NEWS RELEASE

FOR IMMEDIATE RELEASE

June 24, 2008

CONTACT: KATIE GALLAGHER
517/432-6848, galla145@law.msu.edu

Trial Practice Institute and Empirical Research Group Connect

East Lansing, MI – The missions of Michigan State University, its College of Law, and the Geoffrey Fieger Trial Practice Institute include the advancement of knowledge and expansion of human understanding. Each of these takes its mission very seriously. The rules of evidence and procedure are based on empirical assumptions about how jurors make decisions. Michigan State University College of Law Professors Barbara O’Brien and Craig Callen, MSU Professor of Psychology Norbert Kerr, and MSU Communications Department Professor Frank Boster have been conducting interdisciplinary research as a group for the last four years to test some of those empirical assumptions. They have thus far completed three projects, including “Chaos in the Courtroom Reconsidered: Emotional Bias and Juror Nullification” in Law & Human Behavior, “Jury Nullification Instructions as Amplifiers of Bias” in International Commentary on Evidence, and the forthcoming “Crime Heinousness and Juror Decision Making.”

The professors conducted all of the research for the last two projects in the College of Law’s Clif and Carolyn Haley Courtroom and other facilities in the College, using MSU students as mock jurors. The courtroom is one of the most technologically advanced courtrooms in an American law school; and the home of the Geoffrey Fieger Trial Practice Institute. It also includes special features to support empirical research.
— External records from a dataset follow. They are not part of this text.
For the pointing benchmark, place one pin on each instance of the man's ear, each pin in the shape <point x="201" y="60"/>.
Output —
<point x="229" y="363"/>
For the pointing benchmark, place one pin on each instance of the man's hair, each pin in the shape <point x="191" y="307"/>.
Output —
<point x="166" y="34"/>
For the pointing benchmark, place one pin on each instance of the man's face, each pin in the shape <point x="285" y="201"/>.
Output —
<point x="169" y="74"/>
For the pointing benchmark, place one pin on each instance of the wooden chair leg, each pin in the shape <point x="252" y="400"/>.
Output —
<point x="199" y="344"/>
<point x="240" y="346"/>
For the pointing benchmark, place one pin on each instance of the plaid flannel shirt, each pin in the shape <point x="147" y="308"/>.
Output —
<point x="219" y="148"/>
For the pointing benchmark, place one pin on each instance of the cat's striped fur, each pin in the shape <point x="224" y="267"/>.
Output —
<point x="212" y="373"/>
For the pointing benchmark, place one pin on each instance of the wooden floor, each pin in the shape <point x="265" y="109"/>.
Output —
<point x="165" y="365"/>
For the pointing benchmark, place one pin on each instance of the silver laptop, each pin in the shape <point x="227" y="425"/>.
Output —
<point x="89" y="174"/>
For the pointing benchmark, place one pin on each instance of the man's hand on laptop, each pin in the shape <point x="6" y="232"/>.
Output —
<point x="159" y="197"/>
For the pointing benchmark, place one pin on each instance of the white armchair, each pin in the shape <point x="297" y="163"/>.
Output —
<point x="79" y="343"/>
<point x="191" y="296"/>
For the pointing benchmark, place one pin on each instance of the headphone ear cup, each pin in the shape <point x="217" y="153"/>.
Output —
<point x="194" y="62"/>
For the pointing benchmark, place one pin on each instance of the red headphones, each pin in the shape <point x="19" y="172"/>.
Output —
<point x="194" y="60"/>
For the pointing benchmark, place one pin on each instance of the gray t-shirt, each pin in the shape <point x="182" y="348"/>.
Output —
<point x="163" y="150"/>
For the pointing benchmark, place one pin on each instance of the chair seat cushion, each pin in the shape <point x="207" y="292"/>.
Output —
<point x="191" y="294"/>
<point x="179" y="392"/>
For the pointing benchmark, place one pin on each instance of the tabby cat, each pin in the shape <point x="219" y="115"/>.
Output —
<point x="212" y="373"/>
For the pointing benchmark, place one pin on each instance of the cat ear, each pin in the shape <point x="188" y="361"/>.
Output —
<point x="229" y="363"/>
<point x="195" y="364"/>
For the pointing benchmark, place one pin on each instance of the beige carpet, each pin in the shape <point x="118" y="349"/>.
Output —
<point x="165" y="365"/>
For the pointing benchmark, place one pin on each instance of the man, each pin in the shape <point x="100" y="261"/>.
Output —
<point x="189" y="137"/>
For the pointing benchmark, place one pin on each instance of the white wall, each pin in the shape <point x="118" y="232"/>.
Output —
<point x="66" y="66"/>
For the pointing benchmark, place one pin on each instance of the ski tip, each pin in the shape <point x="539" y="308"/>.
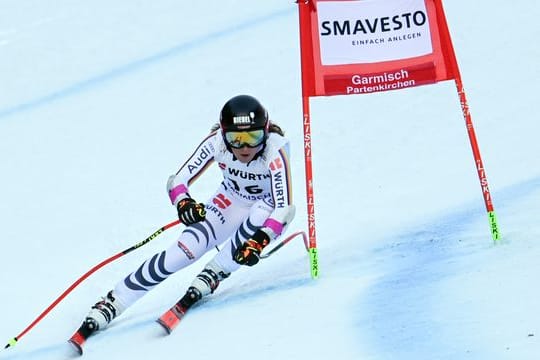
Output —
<point x="76" y="346"/>
<point x="164" y="326"/>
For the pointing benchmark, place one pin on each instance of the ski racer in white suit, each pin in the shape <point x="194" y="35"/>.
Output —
<point x="251" y="207"/>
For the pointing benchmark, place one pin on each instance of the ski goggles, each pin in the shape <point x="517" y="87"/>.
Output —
<point x="239" y="139"/>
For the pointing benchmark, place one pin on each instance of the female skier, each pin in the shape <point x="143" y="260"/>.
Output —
<point x="251" y="207"/>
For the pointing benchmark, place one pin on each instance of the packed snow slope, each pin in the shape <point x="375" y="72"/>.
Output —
<point x="101" y="101"/>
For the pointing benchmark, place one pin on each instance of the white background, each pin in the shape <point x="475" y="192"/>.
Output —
<point x="100" y="101"/>
<point x="375" y="47"/>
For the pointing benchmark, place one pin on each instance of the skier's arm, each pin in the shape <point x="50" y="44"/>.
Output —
<point x="178" y="184"/>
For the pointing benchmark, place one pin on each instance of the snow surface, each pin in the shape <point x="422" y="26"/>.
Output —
<point x="101" y="100"/>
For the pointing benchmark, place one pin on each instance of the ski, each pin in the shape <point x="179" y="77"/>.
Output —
<point x="81" y="335"/>
<point x="171" y="318"/>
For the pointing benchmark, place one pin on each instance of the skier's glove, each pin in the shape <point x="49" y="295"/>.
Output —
<point x="250" y="251"/>
<point x="190" y="212"/>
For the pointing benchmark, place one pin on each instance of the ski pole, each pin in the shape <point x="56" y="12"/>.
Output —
<point x="13" y="341"/>
<point x="284" y="242"/>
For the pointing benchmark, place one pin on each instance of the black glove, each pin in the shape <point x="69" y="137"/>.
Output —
<point x="190" y="212"/>
<point x="250" y="251"/>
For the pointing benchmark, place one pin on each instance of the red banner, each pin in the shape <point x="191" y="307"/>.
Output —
<point x="365" y="46"/>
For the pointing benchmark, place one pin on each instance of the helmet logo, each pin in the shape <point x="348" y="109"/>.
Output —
<point x="244" y="119"/>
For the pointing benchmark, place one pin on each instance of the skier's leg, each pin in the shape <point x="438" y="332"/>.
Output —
<point x="222" y="265"/>
<point x="193" y="243"/>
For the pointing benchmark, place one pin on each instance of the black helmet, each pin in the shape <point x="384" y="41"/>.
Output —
<point x="243" y="112"/>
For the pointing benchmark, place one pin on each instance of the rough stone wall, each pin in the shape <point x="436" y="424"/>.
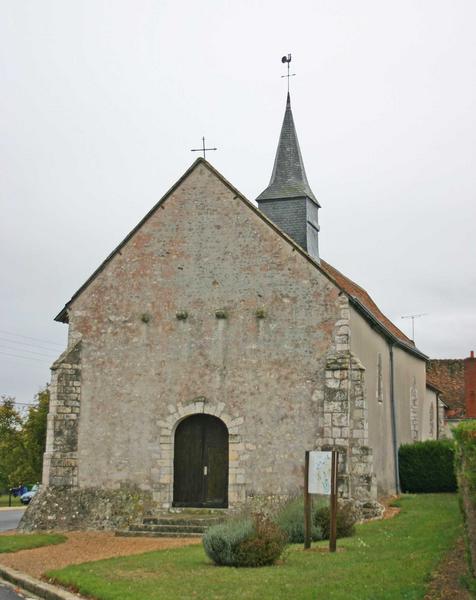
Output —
<point x="414" y="421"/>
<point x="60" y="462"/>
<point x="69" y="508"/>
<point x="205" y="309"/>
<point x="344" y="423"/>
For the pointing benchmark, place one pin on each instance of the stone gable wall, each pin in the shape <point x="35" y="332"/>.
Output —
<point x="205" y="301"/>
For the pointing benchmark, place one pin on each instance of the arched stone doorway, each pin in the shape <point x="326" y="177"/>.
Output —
<point x="201" y="462"/>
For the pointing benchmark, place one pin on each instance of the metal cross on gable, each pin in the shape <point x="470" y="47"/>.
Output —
<point x="203" y="149"/>
<point x="287" y="59"/>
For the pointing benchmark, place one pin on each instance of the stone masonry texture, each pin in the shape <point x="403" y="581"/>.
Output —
<point x="205" y="309"/>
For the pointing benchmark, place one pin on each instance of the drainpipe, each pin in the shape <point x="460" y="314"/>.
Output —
<point x="394" y="419"/>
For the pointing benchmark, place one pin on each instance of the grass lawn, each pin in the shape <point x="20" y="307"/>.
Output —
<point x="386" y="559"/>
<point x="4" y="500"/>
<point x="14" y="543"/>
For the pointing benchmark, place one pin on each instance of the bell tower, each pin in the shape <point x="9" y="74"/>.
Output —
<point x="288" y="200"/>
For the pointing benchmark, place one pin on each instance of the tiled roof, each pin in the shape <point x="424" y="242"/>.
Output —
<point x="351" y="288"/>
<point x="288" y="179"/>
<point x="448" y="375"/>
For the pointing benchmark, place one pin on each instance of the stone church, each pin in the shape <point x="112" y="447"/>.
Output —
<point x="206" y="354"/>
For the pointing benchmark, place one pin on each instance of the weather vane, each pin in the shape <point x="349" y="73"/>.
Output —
<point x="287" y="59"/>
<point x="203" y="149"/>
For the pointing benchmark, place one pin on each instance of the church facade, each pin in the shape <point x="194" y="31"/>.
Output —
<point x="206" y="354"/>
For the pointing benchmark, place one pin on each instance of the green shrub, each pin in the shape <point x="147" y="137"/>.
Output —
<point x="427" y="466"/>
<point x="264" y="547"/>
<point x="245" y="542"/>
<point x="345" y="521"/>
<point x="222" y="541"/>
<point x="291" y="520"/>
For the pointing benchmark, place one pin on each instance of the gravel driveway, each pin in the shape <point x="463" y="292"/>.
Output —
<point x="85" y="546"/>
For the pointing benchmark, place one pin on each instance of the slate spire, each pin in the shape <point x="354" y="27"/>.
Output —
<point x="288" y="179"/>
<point x="288" y="200"/>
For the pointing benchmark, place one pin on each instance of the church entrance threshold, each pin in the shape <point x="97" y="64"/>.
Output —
<point x="201" y="463"/>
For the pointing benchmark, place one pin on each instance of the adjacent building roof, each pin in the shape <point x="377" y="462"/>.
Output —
<point x="355" y="291"/>
<point x="288" y="179"/>
<point x="448" y="376"/>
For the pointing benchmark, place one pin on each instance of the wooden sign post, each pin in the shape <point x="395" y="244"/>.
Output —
<point x="333" y="524"/>
<point x="307" y="504"/>
<point x="320" y="477"/>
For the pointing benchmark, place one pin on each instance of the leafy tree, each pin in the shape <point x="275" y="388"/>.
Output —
<point x="22" y="441"/>
<point x="10" y="441"/>
<point x="34" y="436"/>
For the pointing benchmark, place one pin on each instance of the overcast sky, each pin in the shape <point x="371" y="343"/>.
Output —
<point x="101" y="102"/>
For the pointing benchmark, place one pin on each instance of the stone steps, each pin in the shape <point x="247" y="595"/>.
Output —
<point x="173" y="525"/>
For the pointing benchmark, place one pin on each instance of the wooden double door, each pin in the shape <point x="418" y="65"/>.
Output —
<point x="201" y="462"/>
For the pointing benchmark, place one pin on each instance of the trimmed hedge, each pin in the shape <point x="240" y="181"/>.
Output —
<point x="465" y="436"/>
<point x="427" y="467"/>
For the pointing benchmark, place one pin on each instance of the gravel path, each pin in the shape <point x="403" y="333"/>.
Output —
<point x="85" y="546"/>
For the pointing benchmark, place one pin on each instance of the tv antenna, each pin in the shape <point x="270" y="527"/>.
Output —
<point x="284" y="60"/>
<point x="413" y="317"/>
<point x="203" y="149"/>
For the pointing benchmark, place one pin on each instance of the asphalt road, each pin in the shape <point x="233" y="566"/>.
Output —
<point x="9" y="519"/>
<point x="7" y="592"/>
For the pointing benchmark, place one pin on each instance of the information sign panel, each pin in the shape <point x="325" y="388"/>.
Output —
<point x="320" y="472"/>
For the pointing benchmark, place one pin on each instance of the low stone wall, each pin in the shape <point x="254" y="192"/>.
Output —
<point x="65" y="508"/>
As part of the mission to advance knowledge, the Geoffrey Fieger Trial Practice Institute (TPI) at MSU Law has named these four faculty members Research Associates of the Institute.

This affiliation affords the TPI an exciting opportunity to connect its coursework on jury behavior to research in the field; a combination few trial practice programs in the country offer. Empirical research lays the groundwork for improvements in the law of procedure and evidence, and provides valuable insights about jury deliberations on which TPI students can rely in preparing to practice in the courtroom. In addition, beginning in the fall 2008, MSU Law students will have the opportunity to enroll in a course on social science and the litigation system, which Professors Kerr and Boster will teach. At the same time, it provides the researchers with easy access to the faculty and students of the TPI—all intensely interested in litigation—for advice, support, and participation in research.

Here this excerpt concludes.